Son centre de R&D, reste quant à lui, partagé entre l'INSA Lyon et son site de Saint-Fons, car l'objectif est également de poursuivre sur ce segment.

« Nous allons également continuer à développer notre R&D pour continuer à améliorer nos produits et creuser de nouveaux concepts d'économie circulaire », confie Charly Germain, se gardant bien de préciser ses pistes de travail.

Pour tenir la cadence, l'entrepreneur indique vouloir doubler la taille de l'entreprise, qui comprend une petite cinquantaine de membres, d'ici trois ou quatre. Ce, dans tous les secteurs : manutentionnaires, docteurs en chimie, ingénieurs, conducteurs d'engins etc.

Quadrupler la production et multiplier par huit le chiffre d'affaires

L'objectif de ce projet, évalué à 11 millions d'euros, est d'accroître la capacité de production de Deltalys et ainsi quadrupler sa production, évaluée aujourd'hui à plusieurs milliers de tonnes.
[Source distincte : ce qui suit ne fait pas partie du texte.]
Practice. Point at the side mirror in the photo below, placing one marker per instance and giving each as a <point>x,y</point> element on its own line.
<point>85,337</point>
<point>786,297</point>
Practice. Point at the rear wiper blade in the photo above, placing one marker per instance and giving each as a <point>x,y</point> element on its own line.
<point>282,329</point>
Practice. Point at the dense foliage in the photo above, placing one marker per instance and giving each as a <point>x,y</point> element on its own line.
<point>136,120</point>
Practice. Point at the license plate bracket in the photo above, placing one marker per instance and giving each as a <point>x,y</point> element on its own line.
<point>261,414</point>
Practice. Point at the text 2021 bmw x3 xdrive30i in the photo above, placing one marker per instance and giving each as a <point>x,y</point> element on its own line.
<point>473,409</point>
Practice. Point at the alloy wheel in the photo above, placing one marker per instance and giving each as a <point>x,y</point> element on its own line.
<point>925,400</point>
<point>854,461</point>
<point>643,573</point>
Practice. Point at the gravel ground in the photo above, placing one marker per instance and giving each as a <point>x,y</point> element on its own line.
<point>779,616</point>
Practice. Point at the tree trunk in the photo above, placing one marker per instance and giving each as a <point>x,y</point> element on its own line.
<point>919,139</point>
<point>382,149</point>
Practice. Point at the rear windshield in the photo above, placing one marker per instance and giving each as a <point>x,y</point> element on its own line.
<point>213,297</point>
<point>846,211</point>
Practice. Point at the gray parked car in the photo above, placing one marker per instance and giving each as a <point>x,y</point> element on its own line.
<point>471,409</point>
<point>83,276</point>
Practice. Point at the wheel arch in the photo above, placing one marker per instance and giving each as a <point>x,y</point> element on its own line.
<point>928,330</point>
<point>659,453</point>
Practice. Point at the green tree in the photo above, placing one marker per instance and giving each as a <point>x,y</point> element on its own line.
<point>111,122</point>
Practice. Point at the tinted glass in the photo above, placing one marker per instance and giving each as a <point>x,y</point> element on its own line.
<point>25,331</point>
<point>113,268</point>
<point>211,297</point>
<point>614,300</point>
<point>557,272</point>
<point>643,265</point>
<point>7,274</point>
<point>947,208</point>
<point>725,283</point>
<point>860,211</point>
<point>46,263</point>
Avec en ligne de mire, la poursuite de son développement dans l'Hexagone mais également en Europe. Même si certaines questions restent encore à résoudre : « La concurrence est similaire à celle que nous connaissons en France, ce sont les mêmes acteurs. Il y a vraiment un marché en Europe, la question est de choisir sur lequel nous allons en premier et comment nous adaptons notre stratégie, est-ce que nous y allons seul ou avec un partenaire ».

« Il n'existe pas de solutions alternatives comme la nôtre mais il existe différents procédés pour filtrer le gaz. Il y a plein de technologies et d'offres mais les principales utilisent aujourd'hui du charbon », complète le dirigeant de Deltalys.

Et ces dernières sont nombreuses, à l'instar de Prodeval et sa solution Valopack, Desotec, Progeco ou encore Siloxa.

Ainsi le sourcing local de Deltalys pourrait se révéler un atout à l'heure où les émissions de gaz à effet de serre et l'impact environnemental des produits figurent de plus en plus dans les critères de sélection des clients.

Des indicateurs qui lui donnent confiance dans sa capacité à atteindre, d'ici quatre ans, un chiffre d'affaires de 50 millions d'euros, contre 6 millions d'euros visés pour l'année 2024.